As manifestações contrárias à decisão do governo ressaltam, incluindo a da DPU, apontam que o caminho a ser adotado é o da construção de políticas públicas que definam direitos e deveres de cada um dos atores envolvidos com a temática migratória, e não o de restrições puras e simples.

Entenda o caso

A situação de migrantes na área restrita no aeroporto de Guarulhos não é nova, mas ganhou repercussão especial por conta do caso envolvendo o migrante ganês Evans Osei Wusu, de 39 anos, que passou mal depois de dias retido no terminal e acabou falecendo no último dia 13 de agosto. O caso vem gerando forte indignação, sobretudo junto à comunidade migrante, que cobra providências e justiça.

O governo federal tem sustentado que o Brasil se tornou basicamente um local de trânsito de migrantes que visam chegar aos Estados Unidos e Canadá, o que vem se refletindo nas retenções verificadas no aeroporto de Guarulhos. Estudos diversos sobre a dinâmica migratória, no entanto, apontam que o Brasil é tanto um país de origem quanto de destino e de trânsito de pessoas migrantes.

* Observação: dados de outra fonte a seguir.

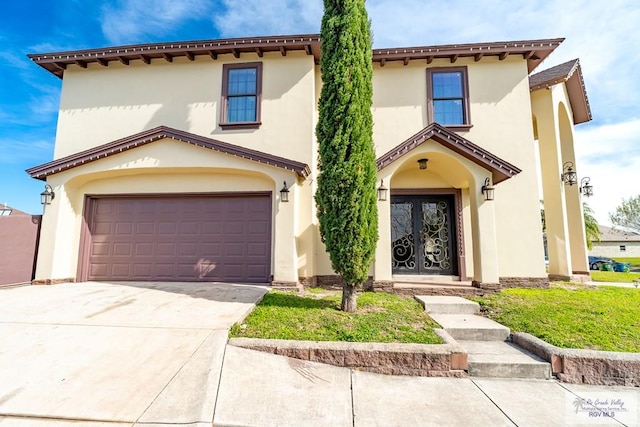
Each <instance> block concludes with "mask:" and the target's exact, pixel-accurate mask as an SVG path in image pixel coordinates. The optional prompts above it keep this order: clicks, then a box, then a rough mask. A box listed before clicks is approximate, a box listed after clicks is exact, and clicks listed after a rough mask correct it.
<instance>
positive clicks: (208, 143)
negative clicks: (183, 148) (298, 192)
mask: <svg viewBox="0 0 640 427" xmlns="http://www.w3.org/2000/svg"><path fill="white" fill-rule="evenodd" d="M165 138H171V139H175V140H178V141H182V142H186V143H188V144H193V145H197V146H198V147H204V148H209V149H211V150H215V151H219V152H221V153H225V154H230V155H232V156H237V157H242V158H244V159H249V160H253V161H255V162H259V163H265V164H267V165H270V166H275V167H279V168H283V169H287V170H291V171H294V172H296V173H297V174H298V175H299V176H301V177H303V178H306V177H307V176H309V174H310V173H311V169H310V168H309V165H306V164H304V163H300V162H296V161H294V160H289V159H285V158H283V157H278V156H274V155H271V154H267V153H263V152H260V151H256V150H251V149H248V148H244V147H239V146H237V145H233V144H229V143H227V142H222V141H218V140H215V139H211V138H206V137H204V136H200V135H195V134H192V133H189V132H185V131H182V130H178V129H173V128H170V127H166V126H159V127H157V128H154V129H150V130H146V131H144V132H140V133H137V134H135V135H131V136H128V137H126V138H122V139H118V140H117V141H113V142H109V143H107V144H104V145H100V146H98V147H95V148H90V149H88V150H85V151H82V152H80V153H76V154H72V155H71V156H67V157H63V158H61V159H58V160H54V161H52V162H49V163H45V164H43V165H40V166H35V167H33V168H30V169H27V173H28V174H29V175H31V177H32V178H37V179H40V180H43V181H44V180H45V179H46V177H47V176H49V175H53V174H56V173H59V172H62V171H65V170H68V169H72V168H75V167H77V166H81V165H84V164H87V163H91V162H95V161H96V160H99V159H103V158H105V157H109V156H111V155H114V154H118V153H121V152H123V151H127V150H130V149H132V148H136V147H139V146H141V145H146V144H149V143H151V142H154V141H158V140H160V139H165Z"/></svg>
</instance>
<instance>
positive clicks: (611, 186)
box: [575, 118, 640, 225]
mask: <svg viewBox="0 0 640 427" xmlns="http://www.w3.org/2000/svg"><path fill="white" fill-rule="evenodd" d="M638 134H640V118H638V119H630V120H628V121H625V122H620V123H617V124H611V125H603V126H592V127H589V128H586V129H584V130H582V129H580V128H579V127H578V128H577V131H576V133H575V150H576V153H577V156H578V158H577V166H576V168H577V170H578V174H579V176H580V178H583V177H585V176H588V177H590V178H591V185H593V188H594V196H593V197H592V198H590V199H585V201H586V202H587V203H588V204H589V205H590V206H591V207H592V208H593V210H594V212H595V216H596V219H598V222H600V223H601V224H605V225H606V224H609V223H610V222H609V213H610V212H613V211H614V209H615V207H616V206H618V205H619V204H620V202H621V201H622V199H623V198H625V199H626V198H629V197H631V196H636V195H638V194H640V150H639V149H638V138H637V135H638Z"/></svg>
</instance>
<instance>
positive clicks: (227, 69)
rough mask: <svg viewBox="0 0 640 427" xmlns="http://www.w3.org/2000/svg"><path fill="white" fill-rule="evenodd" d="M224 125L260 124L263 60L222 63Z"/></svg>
mask: <svg viewBox="0 0 640 427" xmlns="http://www.w3.org/2000/svg"><path fill="white" fill-rule="evenodd" d="M222 72H223V78H222V111H221V118H220V126H221V127H222V128H223V129H228V128H240V129H251V128H257V127H259V126H260V101H261V99H262V63H261V62H252V63H245V64H225V65H224V66H223V69H222Z"/></svg>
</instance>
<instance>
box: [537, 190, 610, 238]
mask: <svg viewBox="0 0 640 427" xmlns="http://www.w3.org/2000/svg"><path fill="white" fill-rule="evenodd" d="M540 205H541V207H540V219H541V220H542V232H543V233H546V232H547V219H546V216H545V213H544V201H542V200H540ZM582 212H583V218H584V237H585V240H586V242H587V248H588V249H591V248H593V242H599V241H600V234H602V232H601V231H600V227H599V226H598V220H596V218H595V216H593V209H591V206H589V205H588V204H587V203H586V202H585V203H582Z"/></svg>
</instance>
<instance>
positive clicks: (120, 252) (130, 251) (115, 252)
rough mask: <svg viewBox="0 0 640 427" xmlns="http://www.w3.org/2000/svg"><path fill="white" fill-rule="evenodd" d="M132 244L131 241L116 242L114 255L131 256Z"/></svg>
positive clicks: (113, 244)
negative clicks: (116, 242)
mask: <svg viewBox="0 0 640 427" xmlns="http://www.w3.org/2000/svg"><path fill="white" fill-rule="evenodd" d="M131 246H132V244H131V243H130V242H126V243H114V244H113V255H114V256H131Z"/></svg>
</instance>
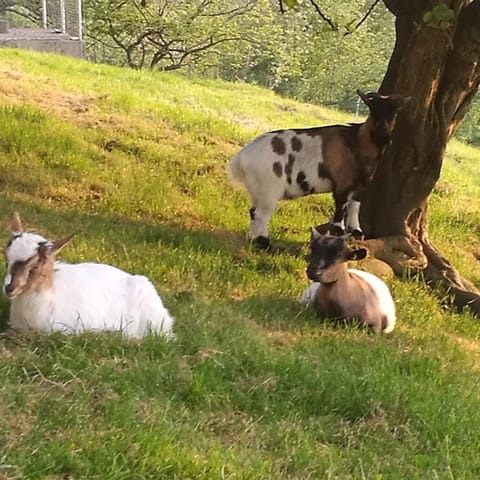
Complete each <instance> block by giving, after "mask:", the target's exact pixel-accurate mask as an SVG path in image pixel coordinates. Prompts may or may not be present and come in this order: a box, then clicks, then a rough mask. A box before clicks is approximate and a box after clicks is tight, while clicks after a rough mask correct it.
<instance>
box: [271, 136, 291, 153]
mask: <svg viewBox="0 0 480 480" xmlns="http://www.w3.org/2000/svg"><path fill="white" fill-rule="evenodd" d="M271 144H272V150H273V151H274V152H275V153H276V154H277V155H285V152H286V151H287V146H286V145H285V142H284V141H283V140H282V139H281V138H280V137H279V136H275V137H273V138H272V142H271Z"/></svg>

As medidas implementadas pelo Ministério da Justiça são fortemente questionada tanto pela sociedade civil quanto pelo meio acadêmico e jurídico, que apontam tanto violações aos direitos garantidos aos migrantes por meio da legislação nacional quanto de acordos internacionais firmados pelo Brasil.

Em 5 de setembro, a Justiça Federal atendeu a um habeas corpus da DPU que pedia a proibição de devolução dos migrantes retidos no terminal e que eles tenham acesso ao direito legal de requerer refúgio. Embora a decisão ainda esteja em vigor, o governo federal já consegui a deportação de um grupo de migrantes que se encontrava na área restrita do aeroporto, segundo apuração do MigraMundo.

Em nota, a Associação Brasileira de Antropologia (ABA), por meio de seu Comitê de Migrações e Deslocamentos, vê nas restrições impostas pelo Ministério da Justiça uma violação aos direitos garantidos aos migrantes por meio da legislação nacional. E avalia que, na prática, ela dá à Polícia Federal um poder que só pode ser exercido pelo Conare (Comitê Nacional para os Refugiados).

Um conjunto de 29 universidades brasileiras, por meio da Cátedra Sérgio Vieira de Mello, expressou diretamente ao Conare sua contrariedade com a decisão do governo brasileiro. O grupo ressaltou a necessidade de se prevenir e combater o tráfico de pessoas e o contrabando de migrantes, mas que tais ações devem ser feitas respeitando os preceitos de proteção aos direitos humanos e de acordo com a tradição humanitária do Brasil.

Além disso, uma nota conjunta, assinada por dezenas de instituições, coletivos de migrantes e grupos de pesquisa no meio acadêmico, expressou repúdio à decisão do governo federal.